Они вместе расхохотались, обрывая таинственную, без уговора затеянную игру, и Защокин, утерев платком слезящиеся глаза, проговорил уже серьезно:
— Приехал вот, Евсей Иванович. Не мог не приехать. Морозы были — еще терпел... А тут прямо-таки потянуло: как там мой квартирант, не замерз ли, не оголодал? Едва сумку довез с колбасой, мясом... Молодец вы, Евсей Иванович, не думал застать вас в таком благополучии. Печь, чистота, самовар, дрова наготовлены...
— И курочки скоро занесутся, и поросенка возьму. А самоваром наградил меня Федя Софронов. Смотрите, тульский, девятьсот первого года, с медалями. В металлоломе откопал. Говорит: зачем механизмы покупать, когда столько запчастей валяется.
— Да, японский бог, хваткий парень, хоть на вид и акселерат, как прочие его современники. Тракторок не реквизировали еще?
— Стоит в сарае. Зимой он мотоцикл гоняет на свою мелиоративную базу. Заходит. Скучновато, жалуется, снегозадержание да ремонт техники. Как он мне помог!.. И все будто истосковались от малолюдности... Зовет телевизор смотреть, а мне тишины, дела какого-нибудь хочется. Взял у деда Ульки пилу, стамеску, рубанок, хочу табуретку смастерить.
— Так вы не знаете — в Иране революция.
— Что-то Федя толковал...
— Шаха сместили. Понимаете — шаха! Воистину народ восставший неудержим. Ведь шах и мистикой не брезговал, чтобы доказать свою духовную, предначертанную аллахом связь с народом. Говорил, общается с подданными экстрасенсорно — на расстоянии, видит каждого, знает его мысли, радости, беды. Но конечно, тайную полицию имел мощную. На аллаха надейся, а страх нагоняй!
— Республика будет, что ли?
— Исламская. Да ведь аятолла — тоже вождь, только религиозный... Не думаю, чтобы исламское фанатичное единодушие, ненависть к западной цивилизации принесли блага стране.
— И получается: долой диктатора, да здравствует диктатор!
— Иной.
— Но не изобрел же он исламского автомобиля, катается на западном?
— Вот именно.

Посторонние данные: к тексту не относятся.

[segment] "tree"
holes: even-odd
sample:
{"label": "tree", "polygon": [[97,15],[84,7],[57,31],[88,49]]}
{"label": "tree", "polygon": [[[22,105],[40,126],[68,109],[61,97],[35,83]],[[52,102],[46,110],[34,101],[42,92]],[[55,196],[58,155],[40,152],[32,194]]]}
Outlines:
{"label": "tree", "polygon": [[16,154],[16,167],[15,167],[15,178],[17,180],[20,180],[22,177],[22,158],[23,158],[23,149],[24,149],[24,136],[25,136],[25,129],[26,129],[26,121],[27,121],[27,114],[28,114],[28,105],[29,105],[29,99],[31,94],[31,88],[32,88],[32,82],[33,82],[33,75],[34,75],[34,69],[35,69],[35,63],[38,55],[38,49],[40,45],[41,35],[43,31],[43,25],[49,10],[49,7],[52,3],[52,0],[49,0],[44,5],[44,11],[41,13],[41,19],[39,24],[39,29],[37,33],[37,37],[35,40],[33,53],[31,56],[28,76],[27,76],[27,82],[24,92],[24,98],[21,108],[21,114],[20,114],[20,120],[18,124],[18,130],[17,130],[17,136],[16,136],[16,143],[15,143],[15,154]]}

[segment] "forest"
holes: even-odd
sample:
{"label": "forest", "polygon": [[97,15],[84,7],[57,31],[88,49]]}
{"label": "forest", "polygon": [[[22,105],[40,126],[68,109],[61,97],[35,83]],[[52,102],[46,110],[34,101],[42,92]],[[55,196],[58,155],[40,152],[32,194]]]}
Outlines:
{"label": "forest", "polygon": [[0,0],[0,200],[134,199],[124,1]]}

Надо не сталкивать лбами богов, а самим брататься. Цивилизация все-таки для всех едина, определена самой природой — на квадратном колесе не поедешь. И многоженство Магомета не святее аскетизма Христа. Объединимся — спасемся.
— Спасибо, Виталий Васильевич. Вот я и просвещен уже. У меня ведь многолетняя привычка: на судне почту получаешь раз в несколько недель, изучишь кипу, ждешь следующей. Я и тут вроде бы ждал почты с Большой земли.
Защокин кивнул, усмехнулся, набил трубку табаком «Каравелла» из пластикового пакета, пустил по кухне синий ароматный дымок, в который Ивантьеву захотелось окунуть голову — так потянуло закурить. Плавая, он много раз бросал курить, опасаясь застарелого бронхита, но так и не расстался с сигаретами: в море табачный дым тоже частица земли. А тут, захваченный новой жизнью, дыша лесом, травами, запахами двора, он и не вспомнил о табачном опьянении. Лишь сейчас, при домашнем благоденствии, повлекло затянуться разок-другой; дым во все времена скреплял мужскую дружбу.
— Глотните, — предложил Защокин, заметив страдания давнего курильщика, и протянул трубку.
— Устою.
— Тоже хорошо.
Пили чай из красно сияющего медью самовара; он грел им руки, лица; он переливал свой жар в их тела, да еще посвистывал легонько, поощряя к беседе. Смаковали смакову. И маленький, лысый, уютно неторопливый старик, доктор-филолог Защокин, говорил, переходя от мысли к размышлению по внутреннему наитию, помогая молчаливому Ивантьеву, морскому каютному бирюку, тоже говорить, мыслить, а то и спорить, ибо какая беседа при полном единогласии? Да и не бывает двух абсолютно равнозначных индивидов, иначе прекратилось бы всякое движение и развитие в природе. И шутить не забывал Защокин. Впрочем, шутил он всегда, слушающему его надо было самому отсевать серьезное от шутки.